Until now, there have been two major modalities employed in the clinical management of sympathetic ophthalmia: surgery (which includes either enucleation or evisceration aimed at prevention) and corticosteroid or immunosuppressive agents for treatment once disease develops. In this case, the injured eye was enucleated as there was concern for further vision loss of the fellow, right eye and no significant clinical improvement after the initiation of topical and oral corticosteroid treatment. There is controversy about the exact time to perform the enucleating surgery for the injured eye.

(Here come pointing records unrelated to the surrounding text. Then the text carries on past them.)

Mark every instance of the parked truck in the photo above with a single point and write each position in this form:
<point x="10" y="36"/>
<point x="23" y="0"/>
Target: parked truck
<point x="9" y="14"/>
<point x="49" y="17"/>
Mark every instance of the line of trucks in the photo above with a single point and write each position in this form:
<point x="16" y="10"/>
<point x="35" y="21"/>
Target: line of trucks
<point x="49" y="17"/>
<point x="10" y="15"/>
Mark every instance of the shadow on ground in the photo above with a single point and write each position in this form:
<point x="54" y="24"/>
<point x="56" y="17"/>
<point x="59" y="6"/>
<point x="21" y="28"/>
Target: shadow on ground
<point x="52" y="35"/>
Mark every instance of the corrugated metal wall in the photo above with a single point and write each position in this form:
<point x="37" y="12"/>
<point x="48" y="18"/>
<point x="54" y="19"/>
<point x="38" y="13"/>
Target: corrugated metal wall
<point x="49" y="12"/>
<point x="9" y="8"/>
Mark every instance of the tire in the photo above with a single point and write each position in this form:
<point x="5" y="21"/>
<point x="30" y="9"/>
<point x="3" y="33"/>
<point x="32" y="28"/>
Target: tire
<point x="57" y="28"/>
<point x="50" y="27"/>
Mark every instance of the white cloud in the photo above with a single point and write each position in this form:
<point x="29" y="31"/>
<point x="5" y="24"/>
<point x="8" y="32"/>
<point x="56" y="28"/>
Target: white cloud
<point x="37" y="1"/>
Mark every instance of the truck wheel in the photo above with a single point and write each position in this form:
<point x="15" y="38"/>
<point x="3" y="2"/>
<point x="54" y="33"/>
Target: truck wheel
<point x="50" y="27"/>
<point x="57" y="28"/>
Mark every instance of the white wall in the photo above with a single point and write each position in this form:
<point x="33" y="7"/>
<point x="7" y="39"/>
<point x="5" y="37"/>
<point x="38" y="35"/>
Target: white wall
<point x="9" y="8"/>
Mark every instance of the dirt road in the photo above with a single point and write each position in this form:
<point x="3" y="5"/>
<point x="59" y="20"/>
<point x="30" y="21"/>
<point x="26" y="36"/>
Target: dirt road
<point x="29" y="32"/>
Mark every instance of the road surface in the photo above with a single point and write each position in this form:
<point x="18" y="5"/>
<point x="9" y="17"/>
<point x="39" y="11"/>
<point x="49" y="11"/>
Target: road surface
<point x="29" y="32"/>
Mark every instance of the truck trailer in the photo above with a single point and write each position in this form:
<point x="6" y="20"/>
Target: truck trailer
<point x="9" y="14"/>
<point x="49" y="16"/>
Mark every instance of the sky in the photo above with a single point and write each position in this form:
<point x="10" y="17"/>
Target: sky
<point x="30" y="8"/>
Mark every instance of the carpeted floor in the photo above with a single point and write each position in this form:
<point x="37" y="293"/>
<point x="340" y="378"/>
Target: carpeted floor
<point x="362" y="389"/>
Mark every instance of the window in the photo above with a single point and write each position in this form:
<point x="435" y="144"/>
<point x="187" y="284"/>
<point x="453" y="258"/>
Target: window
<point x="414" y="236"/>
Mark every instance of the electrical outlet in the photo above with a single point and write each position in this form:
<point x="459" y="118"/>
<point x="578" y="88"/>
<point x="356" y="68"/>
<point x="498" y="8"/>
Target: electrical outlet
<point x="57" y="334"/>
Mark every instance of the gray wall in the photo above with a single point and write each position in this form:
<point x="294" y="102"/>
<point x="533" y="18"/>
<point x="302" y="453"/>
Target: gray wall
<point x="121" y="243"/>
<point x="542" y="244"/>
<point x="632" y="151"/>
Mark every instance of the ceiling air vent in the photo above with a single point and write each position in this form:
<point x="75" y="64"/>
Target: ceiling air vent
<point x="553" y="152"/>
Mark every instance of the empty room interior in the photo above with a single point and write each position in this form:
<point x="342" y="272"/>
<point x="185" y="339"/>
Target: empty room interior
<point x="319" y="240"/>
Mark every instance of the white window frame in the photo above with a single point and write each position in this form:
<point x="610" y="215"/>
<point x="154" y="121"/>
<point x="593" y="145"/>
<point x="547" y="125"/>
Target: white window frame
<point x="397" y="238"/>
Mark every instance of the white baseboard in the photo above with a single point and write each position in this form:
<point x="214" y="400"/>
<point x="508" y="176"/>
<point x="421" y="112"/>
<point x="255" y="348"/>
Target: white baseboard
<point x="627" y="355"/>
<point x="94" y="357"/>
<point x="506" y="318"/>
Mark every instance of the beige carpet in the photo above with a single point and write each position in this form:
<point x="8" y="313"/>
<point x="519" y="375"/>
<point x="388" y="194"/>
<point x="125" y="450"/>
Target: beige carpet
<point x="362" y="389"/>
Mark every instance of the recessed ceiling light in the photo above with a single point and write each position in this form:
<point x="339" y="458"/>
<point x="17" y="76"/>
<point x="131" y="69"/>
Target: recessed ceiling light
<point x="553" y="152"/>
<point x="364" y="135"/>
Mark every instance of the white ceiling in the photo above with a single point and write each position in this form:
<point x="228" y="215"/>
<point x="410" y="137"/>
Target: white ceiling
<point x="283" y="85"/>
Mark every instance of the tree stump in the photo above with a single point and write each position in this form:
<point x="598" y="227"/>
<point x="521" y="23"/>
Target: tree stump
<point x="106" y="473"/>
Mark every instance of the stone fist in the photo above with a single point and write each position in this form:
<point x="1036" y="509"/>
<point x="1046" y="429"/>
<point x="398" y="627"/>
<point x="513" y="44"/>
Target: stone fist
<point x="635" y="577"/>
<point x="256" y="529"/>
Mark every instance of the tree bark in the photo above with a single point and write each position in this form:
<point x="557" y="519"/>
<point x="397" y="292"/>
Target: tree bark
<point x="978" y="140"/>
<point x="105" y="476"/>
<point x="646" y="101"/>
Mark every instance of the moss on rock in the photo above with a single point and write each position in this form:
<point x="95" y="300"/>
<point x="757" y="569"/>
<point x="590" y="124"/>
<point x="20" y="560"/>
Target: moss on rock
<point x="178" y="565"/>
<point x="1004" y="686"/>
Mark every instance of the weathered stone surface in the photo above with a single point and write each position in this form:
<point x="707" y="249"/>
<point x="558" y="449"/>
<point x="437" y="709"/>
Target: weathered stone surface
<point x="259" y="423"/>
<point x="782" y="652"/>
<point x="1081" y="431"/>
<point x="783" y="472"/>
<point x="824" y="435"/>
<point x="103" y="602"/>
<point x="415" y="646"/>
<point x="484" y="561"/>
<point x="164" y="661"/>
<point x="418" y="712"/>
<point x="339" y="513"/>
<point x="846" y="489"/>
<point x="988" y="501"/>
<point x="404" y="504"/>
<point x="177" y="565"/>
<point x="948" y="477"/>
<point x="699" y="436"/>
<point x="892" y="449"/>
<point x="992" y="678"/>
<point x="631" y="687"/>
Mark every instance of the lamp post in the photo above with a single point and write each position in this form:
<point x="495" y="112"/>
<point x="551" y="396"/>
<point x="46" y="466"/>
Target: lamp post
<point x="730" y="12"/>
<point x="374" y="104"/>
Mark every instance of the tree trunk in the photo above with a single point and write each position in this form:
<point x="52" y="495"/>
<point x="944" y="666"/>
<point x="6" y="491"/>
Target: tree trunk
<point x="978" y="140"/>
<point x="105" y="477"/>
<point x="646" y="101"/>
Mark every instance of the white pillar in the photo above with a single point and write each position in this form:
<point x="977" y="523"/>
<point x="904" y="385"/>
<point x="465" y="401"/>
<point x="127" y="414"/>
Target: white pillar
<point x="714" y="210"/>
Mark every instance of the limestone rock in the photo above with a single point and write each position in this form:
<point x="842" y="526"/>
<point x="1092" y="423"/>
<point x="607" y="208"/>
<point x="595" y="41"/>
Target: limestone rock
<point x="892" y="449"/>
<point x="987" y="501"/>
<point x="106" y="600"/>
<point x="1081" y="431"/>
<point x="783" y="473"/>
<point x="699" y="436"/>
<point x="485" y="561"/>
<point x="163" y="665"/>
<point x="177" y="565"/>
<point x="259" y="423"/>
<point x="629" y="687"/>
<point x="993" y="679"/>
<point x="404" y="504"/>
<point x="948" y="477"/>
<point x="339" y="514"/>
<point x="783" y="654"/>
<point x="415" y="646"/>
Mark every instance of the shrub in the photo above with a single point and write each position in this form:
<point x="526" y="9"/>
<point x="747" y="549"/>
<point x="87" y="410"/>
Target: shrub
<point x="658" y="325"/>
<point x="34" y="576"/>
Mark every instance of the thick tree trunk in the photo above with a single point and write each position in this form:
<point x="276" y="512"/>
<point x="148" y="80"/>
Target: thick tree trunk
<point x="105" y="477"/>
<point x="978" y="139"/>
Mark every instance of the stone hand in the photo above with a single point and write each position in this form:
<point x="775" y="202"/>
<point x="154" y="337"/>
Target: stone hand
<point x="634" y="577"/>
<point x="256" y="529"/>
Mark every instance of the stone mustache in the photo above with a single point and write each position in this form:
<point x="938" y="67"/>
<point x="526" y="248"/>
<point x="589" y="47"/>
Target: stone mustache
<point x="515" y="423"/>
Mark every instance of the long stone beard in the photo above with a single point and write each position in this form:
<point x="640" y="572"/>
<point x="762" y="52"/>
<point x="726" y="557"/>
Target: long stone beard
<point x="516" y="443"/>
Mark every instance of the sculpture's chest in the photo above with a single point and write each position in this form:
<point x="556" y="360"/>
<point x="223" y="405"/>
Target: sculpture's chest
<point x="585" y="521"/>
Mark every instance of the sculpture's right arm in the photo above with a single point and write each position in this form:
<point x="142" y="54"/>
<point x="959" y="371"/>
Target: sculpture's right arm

Prompt action is generally recommended, because sympathetic ophthalmia has been reported as early as 5 days after injury and early enucleation of the injured eye has been shown to improve the visual prognosis of the sympathizing eye [10], Others question the appropriateness of preventative enucleation based on the fact that the exciting eye may actually retain better vision than the sympathizing eye in the course of the disease. Histologic studies have shown no benefit from enucleation of the exciting eye [24]. While significant controversy still exists regarding evisceration and enucleation, improved surgical techniques have resulted in a recent trend favoring evisceration due to improved cosmetic outcomes [15]. Regarding the importance of concurrent infection, early diagnosis of co-existing mixed infectious and inflammatory processes is important, and the prompt initiation of aggressive antimicrobial treatment as well as systemic corticosteroids may improve the prognosis in such cases [3].
CONCLUSION
This report demonstrated classic histopathologic features of sympathetic ophthalmia, which occurred secondary to a penetrating globe injury and concurrent fungal infection. This case may improve our understanding of the pathogenesis of sympathetic ophthalmia.
CONFLICT OF INTEREST
The authors declare no conflict of interest. Informed consent was provided from the patient.
ACKNOWLEDGEMENTS
The NEI Intramural Program provided funding support.